Jacob Tomas, a CSR consultant, built upon Hong Gang’s idea, saying that companies cannot simply give away their money and call it CSR. “CSR is not a checklist, it’s not something you have to sacrifice for, it’s not a donation,” he said. “It is, however, a new angle to look at in your business. It is using your business insight to create social value.” Jacob explained CSR is not only for top company executives, but every employee can be engaged with it as well. “Use your skills to help people and engage with your employer,” he told the audience. “Next time someone asks what you can do, you can say: ‘I’m a banker who can help kids learn basic financial skills’, ‘I’m a programmer who can use the internet to help remote places to access information’, ‘I’m a designer who can design obstacle-free facilities for the disabled.’”
Jasmine Lau, Yale graduate and founder of Philanthropy in Motion (PIM), warned fellows that, even when they intend to do good, they have to be careful about the long-term impact of your actions. She called them to practice philanthropy instead of charity, saying philanthropy is a way to “do good better”.“I noticed that young Chinese people are incredibly passionate about social issues, but to them philanthropy is something that is far away, they think a philanthropist is someone like Bill Gates or Jack Ma, rich or at a mature stage in that career,” Lau said. “But we thought that doesn’t have to be the case, and we wanted to prove young people can be philanthropists too. Individually we may not have as many resources, but pooling together, we could make a difference.”

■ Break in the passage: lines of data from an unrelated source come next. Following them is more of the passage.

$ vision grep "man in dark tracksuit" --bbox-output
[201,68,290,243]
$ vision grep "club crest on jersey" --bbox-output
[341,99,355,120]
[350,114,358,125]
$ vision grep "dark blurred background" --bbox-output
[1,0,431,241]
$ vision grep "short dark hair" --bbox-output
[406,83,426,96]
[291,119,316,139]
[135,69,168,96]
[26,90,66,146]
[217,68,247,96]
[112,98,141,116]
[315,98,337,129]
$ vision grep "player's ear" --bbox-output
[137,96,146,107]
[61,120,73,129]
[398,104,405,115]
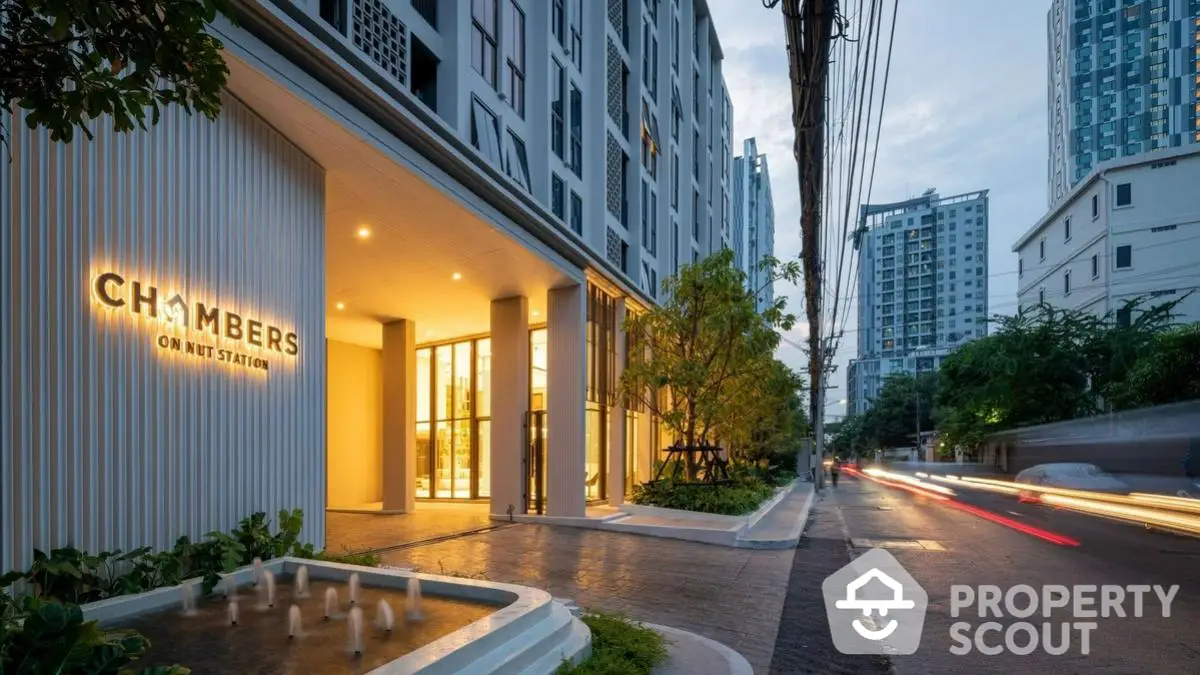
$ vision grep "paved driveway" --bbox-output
[374,523,796,674]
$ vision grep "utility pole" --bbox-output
[783,0,835,489]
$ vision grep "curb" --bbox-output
[644,622,754,675]
[734,485,816,549]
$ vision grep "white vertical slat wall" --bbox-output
[1,92,327,572]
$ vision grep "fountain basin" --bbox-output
[82,557,589,674]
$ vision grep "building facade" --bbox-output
[732,138,776,312]
[847,189,990,415]
[1014,146,1200,323]
[1047,0,1200,206]
[0,0,735,570]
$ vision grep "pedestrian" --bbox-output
[830,456,841,487]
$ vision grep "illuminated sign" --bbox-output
[92,272,298,373]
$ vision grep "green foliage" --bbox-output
[1,0,234,145]
[1105,323,1200,410]
[0,597,187,674]
[631,475,775,516]
[308,549,381,568]
[620,249,804,479]
[556,613,668,675]
[932,298,1200,450]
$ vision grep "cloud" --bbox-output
[709,0,1051,416]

Mustafa Naseem, founding Director of Innovations for Poverty Alleviation Lab (IPAL), talked about the purpose of a great education, and what it takes to empower changemakers, citing his own experience working in Pakistan. “If you look at what happens when MIT students graduate, they not only believe in their future, but they believe they have the skills, tools and resources to tackle some of the greatest challenges faced by us on earth, whether it is the cure for cancer or eradicating extreme poverty,” he said. “I believe it is this belief that a great education instills in its students that separates it from a good education.”

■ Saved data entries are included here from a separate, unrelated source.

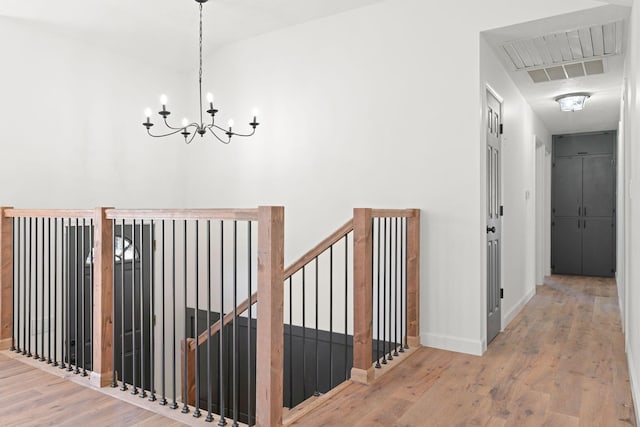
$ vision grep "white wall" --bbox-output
[621,0,640,423]
[182,0,601,355]
[480,37,551,334]
[0,18,190,209]
[535,141,551,286]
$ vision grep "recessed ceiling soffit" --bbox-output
[501,20,623,83]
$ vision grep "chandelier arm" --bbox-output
[147,127,191,138]
[185,131,198,145]
[207,127,232,144]
[227,128,256,138]
[163,117,184,131]
[209,123,228,133]
[208,123,255,138]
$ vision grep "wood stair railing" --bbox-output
[183,208,419,415]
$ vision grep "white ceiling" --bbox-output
[483,4,631,135]
[0,0,386,71]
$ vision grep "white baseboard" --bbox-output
[421,332,484,356]
[502,286,536,329]
[628,350,640,427]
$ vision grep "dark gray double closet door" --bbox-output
[552,132,615,277]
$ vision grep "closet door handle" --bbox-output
[578,205,581,216]
[584,207,587,216]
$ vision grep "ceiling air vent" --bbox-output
[525,59,605,83]
[584,59,605,75]
[502,20,622,74]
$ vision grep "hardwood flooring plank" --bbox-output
[292,276,636,427]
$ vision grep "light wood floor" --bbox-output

And, to close the conference, each fellow used the impulses and skills they gained from the previous sessions to design an act for the 100 Acts of Global Citizenship campaign. This year, fellows designed many inspiring, innovative and thought-provoking acts covering a wide variety of areas – from sustainability, education, and gender equality to technology, poverty alleviation, and sex education. Fellows will set up art installations to call awareness to slave labor, give self-defense workshops in schools, start a training program for girls in math and science, and much more. Stay tuned for details!
All in all, the conference was a huge success and showed the kind of synergy the fellows are capable of when they come together. We at the Melton Foundation are excited to see the projects and initiatives that will grow from this year’s conference.